You're on the last day of your Mediterrean holiday, faced with a cavernous storehouse stocked with an imposing selection of wines. Imagine using Google Maps to get directions for a wine from the Piedmont region. Our smartphones can't do that just yet, but the next generation of location chips means they might very soon.

Broadcom Crop. are the leading manufacturers of GPS chips in your smartphone. The company has just announced a powerful new chip that has the ability to determine your location via a range of new sources. In addition to existing GPS, the chip can communicate with a number of indoor wireless sources for greater positioning. It can infer your position by detecting WiFi, NFC and forthcoming Bluetooth Beacons and 5G WiFi access points in the built environment. The chip also integrates with standard smartphone sensors like accelerometers, step counters, gyroscopes, altimeters and magnetometers. All that adds up to inch precise location awareness.

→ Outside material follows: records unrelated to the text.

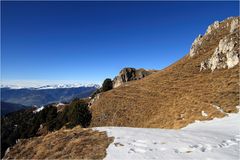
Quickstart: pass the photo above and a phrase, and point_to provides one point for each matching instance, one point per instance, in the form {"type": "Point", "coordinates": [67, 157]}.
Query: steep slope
{"type": "Point", "coordinates": [181, 93]}
{"type": "Point", "coordinates": [130, 74]}
{"type": "Point", "coordinates": [76, 143]}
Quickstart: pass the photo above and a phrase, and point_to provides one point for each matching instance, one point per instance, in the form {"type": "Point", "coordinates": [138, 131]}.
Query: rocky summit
{"type": "Point", "coordinates": [200, 86]}
{"type": "Point", "coordinates": [130, 74]}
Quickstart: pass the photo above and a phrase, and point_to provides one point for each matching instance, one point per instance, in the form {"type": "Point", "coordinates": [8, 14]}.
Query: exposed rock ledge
{"type": "Point", "coordinates": [129, 74]}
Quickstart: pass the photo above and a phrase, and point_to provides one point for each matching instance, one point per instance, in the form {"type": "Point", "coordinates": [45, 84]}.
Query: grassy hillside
{"type": "Point", "coordinates": [176, 95]}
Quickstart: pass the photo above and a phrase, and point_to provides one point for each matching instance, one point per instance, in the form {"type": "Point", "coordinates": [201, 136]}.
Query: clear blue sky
{"type": "Point", "coordinates": [90, 41]}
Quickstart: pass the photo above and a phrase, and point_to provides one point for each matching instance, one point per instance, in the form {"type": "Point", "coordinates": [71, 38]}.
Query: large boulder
{"type": "Point", "coordinates": [130, 74]}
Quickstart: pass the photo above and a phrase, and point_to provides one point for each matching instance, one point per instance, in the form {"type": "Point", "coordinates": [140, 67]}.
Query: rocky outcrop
{"type": "Point", "coordinates": [234, 25]}
{"type": "Point", "coordinates": [212, 27]}
{"type": "Point", "coordinates": [130, 74]}
{"type": "Point", "coordinates": [195, 45]}
{"type": "Point", "coordinates": [226, 54]}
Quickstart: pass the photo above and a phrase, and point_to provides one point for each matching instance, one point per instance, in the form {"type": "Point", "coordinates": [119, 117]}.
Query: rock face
{"type": "Point", "coordinates": [179, 94]}
{"type": "Point", "coordinates": [130, 74]}
{"type": "Point", "coordinates": [226, 54]}
{"type": "Point", "coordinates": [196, 43]}
{"type": "Point", "coordinates": [212, 27]}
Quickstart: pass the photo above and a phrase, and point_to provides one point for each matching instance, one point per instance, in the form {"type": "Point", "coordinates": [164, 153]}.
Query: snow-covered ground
{"type": "Point", "coordinates": [218, 139]}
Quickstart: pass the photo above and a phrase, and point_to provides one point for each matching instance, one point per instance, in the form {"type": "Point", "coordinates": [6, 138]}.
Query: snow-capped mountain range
{"type": "Point", "coordinates": [51, 86]}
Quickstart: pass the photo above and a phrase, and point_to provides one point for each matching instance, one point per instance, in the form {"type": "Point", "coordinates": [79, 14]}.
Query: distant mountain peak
{"type": "Point", "coordinates": [50, 86]}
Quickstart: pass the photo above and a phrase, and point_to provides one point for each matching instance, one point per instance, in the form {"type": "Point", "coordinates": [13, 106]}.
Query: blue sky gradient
{"type": "Point", "coordinates": [87, 42]}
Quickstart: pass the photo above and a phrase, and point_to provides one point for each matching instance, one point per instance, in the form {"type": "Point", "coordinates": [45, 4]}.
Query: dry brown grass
{"type": "Point", "coordinates": [174, 96]}
{"type": "Point", "coordinates": [76, 143]}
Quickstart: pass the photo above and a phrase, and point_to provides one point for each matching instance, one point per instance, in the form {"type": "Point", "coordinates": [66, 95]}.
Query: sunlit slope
{"type": "Point", "coordinates": [176, 95]}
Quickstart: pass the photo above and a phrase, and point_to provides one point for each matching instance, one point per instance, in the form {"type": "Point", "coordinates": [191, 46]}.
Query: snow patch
{"type": "Point", "coordinates": [217, 139]}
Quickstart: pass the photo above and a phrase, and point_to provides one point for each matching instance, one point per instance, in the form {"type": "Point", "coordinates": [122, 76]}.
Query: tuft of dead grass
{"type": "Point", "coordinates": [76, 143]}
{"type": "Point", "coordinates": [174, 96]}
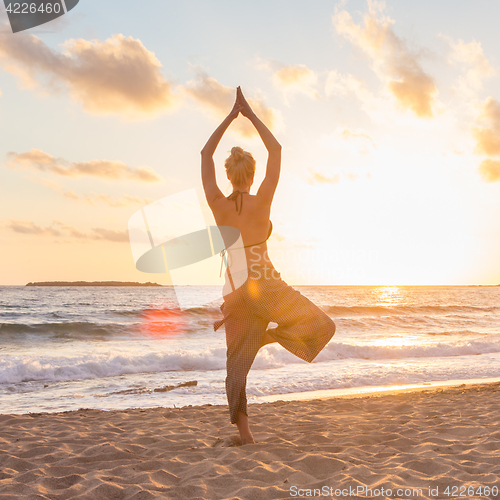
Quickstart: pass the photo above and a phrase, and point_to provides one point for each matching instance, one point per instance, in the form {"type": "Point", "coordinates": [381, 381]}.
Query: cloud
{"type": "Point", "coordinates": [60, 229]}
{"type": "Point", "coordinates": [27, 227]}
{"type": "Point", "coordinates": [488, 138]}
{"type": "Point", "coordinates": [490, 170]}
{"type": "Point", "coordinates": [293, 79]}
{"type": "Point", "coordinates": [361, 141]}
{"type": "Point", "coordinates": [471, 56]}
{"type": "Point", "coordinates": [39, 160]}
{"type": "Point", "coordinates": [94, 198]}
{"type": "Point", "coordinates": [219, 100]}
{"type": "Point", "coordinates": [117, 76]}
{"type": "Point", "coordinates": [396, 66]}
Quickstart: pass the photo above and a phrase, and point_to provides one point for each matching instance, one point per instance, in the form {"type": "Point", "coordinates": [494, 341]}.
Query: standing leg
{"type": "Point", "coordinates": [244, 334]}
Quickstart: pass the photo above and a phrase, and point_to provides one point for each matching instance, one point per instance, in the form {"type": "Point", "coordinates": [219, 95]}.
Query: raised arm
{"type": "Point", "coordinates": [270, 182]}
{"type": "Point", "coordinates": [212, 191]}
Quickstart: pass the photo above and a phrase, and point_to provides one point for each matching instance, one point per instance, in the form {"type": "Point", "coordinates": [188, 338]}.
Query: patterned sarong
{"type": "Point", "coordinates": [303, 328]}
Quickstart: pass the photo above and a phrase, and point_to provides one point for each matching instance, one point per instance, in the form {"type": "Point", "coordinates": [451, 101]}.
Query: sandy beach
{"type": "Point", "coordinates": [414, 443]}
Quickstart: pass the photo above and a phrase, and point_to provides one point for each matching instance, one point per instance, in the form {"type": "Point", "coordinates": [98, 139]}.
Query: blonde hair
{"type": "Point", "coordinates": [240, 166]}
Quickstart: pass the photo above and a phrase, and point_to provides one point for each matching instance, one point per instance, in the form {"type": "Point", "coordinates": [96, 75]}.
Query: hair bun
{"type": "Point", "coordinates": [237, 153]}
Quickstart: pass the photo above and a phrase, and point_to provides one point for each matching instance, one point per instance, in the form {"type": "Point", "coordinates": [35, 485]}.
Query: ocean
{"type": "Point", "coordinates": [65, 348]}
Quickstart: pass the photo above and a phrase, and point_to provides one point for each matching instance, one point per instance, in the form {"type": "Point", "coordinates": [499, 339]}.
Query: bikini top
{"type": "Point", "coordinates": [239, 195]}
{"type": "Point", "coordinates": [234, 197]}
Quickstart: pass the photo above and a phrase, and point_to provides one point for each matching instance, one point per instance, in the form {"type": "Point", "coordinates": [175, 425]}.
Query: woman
{"type": "Point", "coordinates": [303, 328]}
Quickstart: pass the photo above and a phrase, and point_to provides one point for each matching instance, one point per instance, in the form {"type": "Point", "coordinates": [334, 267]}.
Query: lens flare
{"type": "Point", "coordinates": [162, 323]}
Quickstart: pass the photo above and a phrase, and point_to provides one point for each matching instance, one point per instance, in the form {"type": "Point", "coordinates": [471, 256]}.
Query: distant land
{"type": "Point", "coordinates": [90, 283]}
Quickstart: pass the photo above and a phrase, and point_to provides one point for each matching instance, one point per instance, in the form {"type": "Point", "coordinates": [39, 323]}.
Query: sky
{"type": "Point", "coordinates": [388, 114]}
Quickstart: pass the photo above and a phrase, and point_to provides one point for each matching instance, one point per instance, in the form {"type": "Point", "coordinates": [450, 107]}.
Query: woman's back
{"type": "Point", "coordinates": [250, 215]}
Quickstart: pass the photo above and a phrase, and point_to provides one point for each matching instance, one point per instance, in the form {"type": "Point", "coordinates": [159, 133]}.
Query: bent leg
{"type": "Point", "coordinates": [303, 328]}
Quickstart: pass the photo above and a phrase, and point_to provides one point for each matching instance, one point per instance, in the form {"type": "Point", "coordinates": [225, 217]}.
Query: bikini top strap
{"type": "Point", "coordinates": [234, 197]}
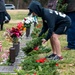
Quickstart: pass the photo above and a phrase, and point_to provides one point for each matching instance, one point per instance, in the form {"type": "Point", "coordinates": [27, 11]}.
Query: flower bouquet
{"type": "Point", "coordinates": [13, 34]}
{"type": "Point", "coordinates": [28, 21]}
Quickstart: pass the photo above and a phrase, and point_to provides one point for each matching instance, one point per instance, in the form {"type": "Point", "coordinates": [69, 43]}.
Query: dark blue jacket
{"type": "Point", "coordinates": [50, 18]}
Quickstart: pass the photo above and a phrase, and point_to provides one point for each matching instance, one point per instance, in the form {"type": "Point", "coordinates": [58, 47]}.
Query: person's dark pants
{"type": "Point", "coordinates": [2, 17]}
{"type": "Point", "coordinates": [71, 31]}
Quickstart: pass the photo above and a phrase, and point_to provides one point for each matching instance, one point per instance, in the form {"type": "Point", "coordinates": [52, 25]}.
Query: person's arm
{"type": "Point", "coordinates": [44, 28]}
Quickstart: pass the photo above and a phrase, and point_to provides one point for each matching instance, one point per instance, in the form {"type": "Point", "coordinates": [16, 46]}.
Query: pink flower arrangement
{"type": "Point", "coordinates": [13, 34]}
{"type": "Point", "coordinates": [36, 48]}
{"type": "Point", "coordinates": [41, 60]}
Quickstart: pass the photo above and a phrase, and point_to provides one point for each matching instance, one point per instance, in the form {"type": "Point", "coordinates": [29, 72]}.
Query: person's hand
{"type": "Point", "coordinates": [43, 41]}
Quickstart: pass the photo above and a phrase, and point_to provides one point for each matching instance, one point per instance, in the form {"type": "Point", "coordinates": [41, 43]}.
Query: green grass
{"type": "Point", "coordinates": [66, 66]}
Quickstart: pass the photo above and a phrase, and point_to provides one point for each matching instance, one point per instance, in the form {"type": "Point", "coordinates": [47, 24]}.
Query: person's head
{"type": "Point", "coordinates": [35, 9]}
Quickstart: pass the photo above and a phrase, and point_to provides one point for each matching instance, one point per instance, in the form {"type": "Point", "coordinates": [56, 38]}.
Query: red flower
{"type": "Point", "coordinates": [36, 48]}
{"type": "Point", "coordinates": [57, 64]}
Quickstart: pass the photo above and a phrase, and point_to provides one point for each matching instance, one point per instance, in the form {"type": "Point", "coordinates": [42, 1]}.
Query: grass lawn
{"type": "Point", "coordinates": [66, 66]}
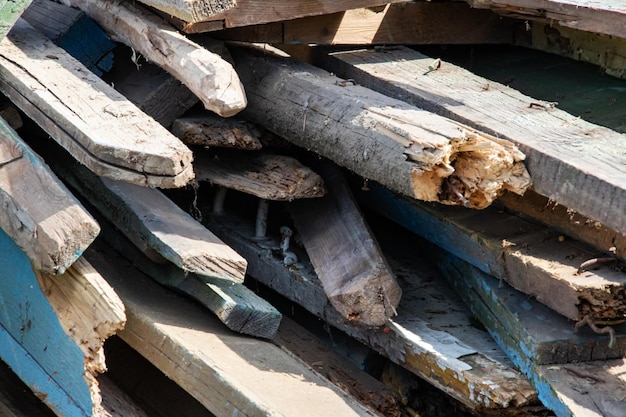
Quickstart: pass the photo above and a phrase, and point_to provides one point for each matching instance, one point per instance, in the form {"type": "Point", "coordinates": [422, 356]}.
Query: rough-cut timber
{"type": "Point", "coordinates": [10, 11]}
{"type": "Point", "coordinates": [530, 257]}
{"type": "Point", "coordinates": [345, 254]}
{"type": "Point", "coordinates": [404, 23]}
{"type": "Point", "coordinates": [264, 175]}
{"type": "Point", "coordinates": [599, 16]}
{"type": "Point", "coordinates": [213, 131]}
{"type": "Point", "coordinates": [412, 151]}
{"type": "Point", "coordinates": [445, 349]}
{"type": "Point", "coordinates": [52, 329]}
{"type": "Point", "coordinates": [96, 124]}
{"type": "Point", "coordinates": [228, 373]}
{"type": "Point", "coordinates": [42, 217]}
{"type": "Point", "coordinates": [572, 162]}
{"type": "Point", "coordinates": [212, 79]}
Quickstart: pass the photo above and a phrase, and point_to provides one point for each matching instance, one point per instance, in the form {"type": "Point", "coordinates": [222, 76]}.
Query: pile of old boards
{"type": "Point", "coordinates": [396, 196]}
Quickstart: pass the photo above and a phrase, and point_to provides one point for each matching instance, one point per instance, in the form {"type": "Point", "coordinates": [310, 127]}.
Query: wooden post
{"type": "Point", "coordinates": [409, 150]}
{"type": "Point", "coordinates": [39, 213]}
{"type": "Point", "coordinates": [207, 75]}
{"type": "Point", "coordinates": [345, 254]}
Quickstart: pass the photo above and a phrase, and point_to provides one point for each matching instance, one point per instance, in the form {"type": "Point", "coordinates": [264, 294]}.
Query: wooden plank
{"type": "Point", "coordinates": [209, 130]}
{"type": "Point", "coordinates": [212, 79]}
{"type": "Point", "coordinates": [407, 149]}
{"type": "Point", "coordinates": [563, 152]}
{"type": "Point", "coordinates": [10, 11]}
{"type": "Point", "coordinates": [228, 373]}
{"type": "Point", "coordinates": [250, 12]}
{"type": "Point", "coordinates": [445, 349]}
{"type": "Point", "coordinates": [531, 258]}
{"type": "Point", "coordinates": [52, 335]}
{"type": "Point", "coordinates": [519, 339]}
{"type": "Point", "coordinates": [345, 255]}
{"type": "Point", "coordinates": [73, 31]}
{"type": "Point", "coordinates": [599, 16]}
{"type": "Point", "coordinates": [39, 213]}
{"type": "Point", "coordinates": [102, 129]}
{"type": "Point", "coordinates": [402, 23]}
{"type": "Point", "coordinates": [267, 176]}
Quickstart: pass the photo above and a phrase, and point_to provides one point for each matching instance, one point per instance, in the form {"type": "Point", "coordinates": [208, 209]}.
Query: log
{"type": "Point", "coordinates": [401, 23]}
{"type": "Point", "coordinates": [212, 131]}
{"type": "Point", "coordinates": [407, 149]}
{"type": "Point", "coordinates": [229, 374]}
{"type": "Point", "coordinates": [599, 16]}
{"type": "Point", "coordinates": [39, 213]}
{"type": "Point", "coordinates": [52, 329]}
{"type": "Point", "coordinates": [207, 75]}
{"type": "Point", "coordinates": [345, 254]}
{"type": "Point", "coordinates": [97, 125]}
{"type": "Point", "coordinates": [445, 348]}
{"type": "Point", "coordinates": [563, 152]}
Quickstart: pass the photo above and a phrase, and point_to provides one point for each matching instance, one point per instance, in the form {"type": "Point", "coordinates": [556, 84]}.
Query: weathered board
{"type": "Point", "coordinates": [212, 79]}
{"type": "Point", "coordinates": [563, 152]}
{"type": "Point", "coordinates": [403, 23]}
{"type": "Point", "coordinates": [412, 151]}
{"type": "Point", "coordinates": [530, 257]}
{"type": "Point", "coordinates": [344, 253]}
{"type": "Point", "coordinates": [96, 124]}
{"type": "Point", "coordinates": [432, 335]}
{"type": "Point", "coordinates": [39, 213]}
{"type": "Point", "coordinates": [228, 373]}
{"type": "Point", "coordinates": [599, 16]}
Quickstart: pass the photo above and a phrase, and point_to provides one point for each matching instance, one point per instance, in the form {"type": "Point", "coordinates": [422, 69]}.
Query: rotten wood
{"type": "Point", "coordinates": [213, 131]}
{"type": "Point", "coordinates": [401, 23]}
{"type": "Point", "coordinates": [264, 175]}
{"type": "Point", "coordinates": [96, 124]}
{"type": "Point", "coordinates": [212, 79]}
{"type": "Point", "coordinates": [409, 150]}
{"type": "Point", "coordinates": [39, 213]}
{"type": "Point", "coordinates": [563, 152]}
{"type": "Point", "coordinates": [345, 254]}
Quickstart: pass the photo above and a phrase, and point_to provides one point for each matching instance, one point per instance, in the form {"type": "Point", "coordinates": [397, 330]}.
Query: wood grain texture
{"type": "Point", "coordinates": [345, 254]}
{"type": "Point", "coordinates": [409, 150]}
{"type": "Point", "coordinates": [401, 23]}
{"type": "Point", "coordinates": [571, 161]}
{"type": "Point", "coordinates": [444, 349]}
{"type": "Point", "coordinates": [39, 213]}
{"type": "Point", "coordinates": [212, 79]}
{"type": "Point", "coordinates": [265, 175]}
{"type": "Point", "coordinates": [96, 124]}
{"type": "Point", "coordinates": [228, 373]}
{"type": "Point", "coordinates": [599, 16]}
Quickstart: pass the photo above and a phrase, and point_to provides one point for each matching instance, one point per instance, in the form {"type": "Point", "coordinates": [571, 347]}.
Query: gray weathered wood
{"type": "Point", "coordinates": [212, 79]}
{"type": "Point", "coordinates": [409, 150]}
{"type": "Point", "coordinates": [264, 175]}
{"type": "Point", "coordinates": [210, 130]}
{"type": "Point", "coordinates": [97, 125]}
{"type": "Point", "coordinates": [39, 213]}
{"type": "Point", "coordinates": [345, 254]}
{"type": "Point", "coordinates": [228, 373]}
{"type": "Point", "coordinates": [571, 161]}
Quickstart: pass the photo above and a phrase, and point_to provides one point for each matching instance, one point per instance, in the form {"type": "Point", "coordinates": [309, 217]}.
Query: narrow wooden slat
{"type": "Point", "coordinates": [212, 79]}
{"type": "Point", "coordinates": [409, 150]}
{"type": "Point", "coordinates": [85, 115]}
{"type": "Point", "coordinates": [39, 213]}
{"type": "Point", "coordinates": [563, 152]}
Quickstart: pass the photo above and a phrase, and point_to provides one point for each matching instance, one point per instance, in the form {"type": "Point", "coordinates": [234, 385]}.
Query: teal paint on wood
{"type": "Point", "coordinates": [28, 318]}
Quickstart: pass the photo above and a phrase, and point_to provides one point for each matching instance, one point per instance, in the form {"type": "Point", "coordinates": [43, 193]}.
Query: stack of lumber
{"type": "Point", "coordinates": [166, 162]}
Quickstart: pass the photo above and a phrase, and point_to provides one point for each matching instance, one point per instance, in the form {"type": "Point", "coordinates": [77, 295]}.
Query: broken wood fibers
{"type": "Point", "coordinates": [96, 124]}
{"type": "Point", "coordinates": [345, 254]}
{"type": "Point", "coordinates": [409, 150]}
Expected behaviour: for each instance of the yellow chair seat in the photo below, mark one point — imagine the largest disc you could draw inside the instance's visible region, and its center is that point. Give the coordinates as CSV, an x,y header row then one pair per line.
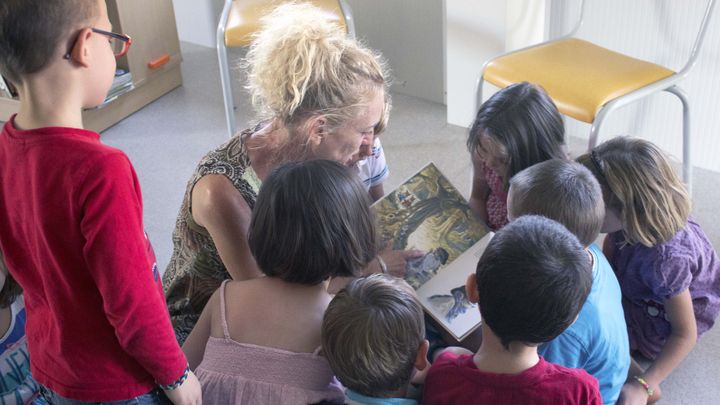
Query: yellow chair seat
x,y
244,18
578,75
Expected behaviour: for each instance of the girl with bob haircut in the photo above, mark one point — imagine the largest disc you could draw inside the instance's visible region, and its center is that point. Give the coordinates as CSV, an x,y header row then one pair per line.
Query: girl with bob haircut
x,y
318,95
514,129
668,271
257,341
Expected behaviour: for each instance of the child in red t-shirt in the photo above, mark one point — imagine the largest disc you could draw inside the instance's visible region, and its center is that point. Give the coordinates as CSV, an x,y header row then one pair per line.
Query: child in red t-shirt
x,y
71,228
530,284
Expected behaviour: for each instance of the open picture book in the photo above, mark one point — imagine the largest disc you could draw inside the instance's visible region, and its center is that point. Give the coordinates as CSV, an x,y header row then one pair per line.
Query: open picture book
x,y
427,213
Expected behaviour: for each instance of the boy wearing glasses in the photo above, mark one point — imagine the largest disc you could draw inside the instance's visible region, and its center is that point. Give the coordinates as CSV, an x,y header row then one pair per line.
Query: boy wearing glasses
x,y
71,230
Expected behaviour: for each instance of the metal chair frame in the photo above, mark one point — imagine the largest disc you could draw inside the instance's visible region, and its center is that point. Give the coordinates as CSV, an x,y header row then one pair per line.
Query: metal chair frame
x,y
225,78
668,84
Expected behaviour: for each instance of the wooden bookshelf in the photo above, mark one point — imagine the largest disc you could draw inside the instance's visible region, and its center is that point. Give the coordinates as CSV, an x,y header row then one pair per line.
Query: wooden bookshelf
x,y
153,59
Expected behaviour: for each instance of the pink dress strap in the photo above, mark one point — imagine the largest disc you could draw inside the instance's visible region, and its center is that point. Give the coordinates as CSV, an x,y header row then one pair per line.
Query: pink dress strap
x,y
226,332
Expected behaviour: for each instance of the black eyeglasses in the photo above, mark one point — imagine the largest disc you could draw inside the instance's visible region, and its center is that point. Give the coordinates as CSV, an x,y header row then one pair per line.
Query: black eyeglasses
x,y
120,42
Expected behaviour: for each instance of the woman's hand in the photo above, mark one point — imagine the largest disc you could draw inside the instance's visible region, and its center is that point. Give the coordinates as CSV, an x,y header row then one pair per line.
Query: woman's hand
x,y
188,393
633,393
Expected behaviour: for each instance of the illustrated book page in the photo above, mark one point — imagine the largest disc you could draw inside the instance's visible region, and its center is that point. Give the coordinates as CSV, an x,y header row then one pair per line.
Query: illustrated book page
x,y
427,213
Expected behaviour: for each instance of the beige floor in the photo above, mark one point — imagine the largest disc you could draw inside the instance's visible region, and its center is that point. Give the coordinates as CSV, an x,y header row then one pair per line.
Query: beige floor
x,y
166,139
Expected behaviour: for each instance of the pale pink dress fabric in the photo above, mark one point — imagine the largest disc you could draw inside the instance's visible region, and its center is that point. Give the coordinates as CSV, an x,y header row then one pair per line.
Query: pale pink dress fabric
x,y
239,373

The range of ways this chip can track you is dizzying and disconcerting in equal measure. A range of services from social media check-ins, search, healthcare provision, and even pervasive gaming could be completely transformed when this chip is rolled out. Google has already made moves towards mapping indoor spaces, and location services grow year by year at tech events like SXSW. Ease of use does come at the cost of greater machine surveillance; perhaps this will prove one more reason to switch off more often.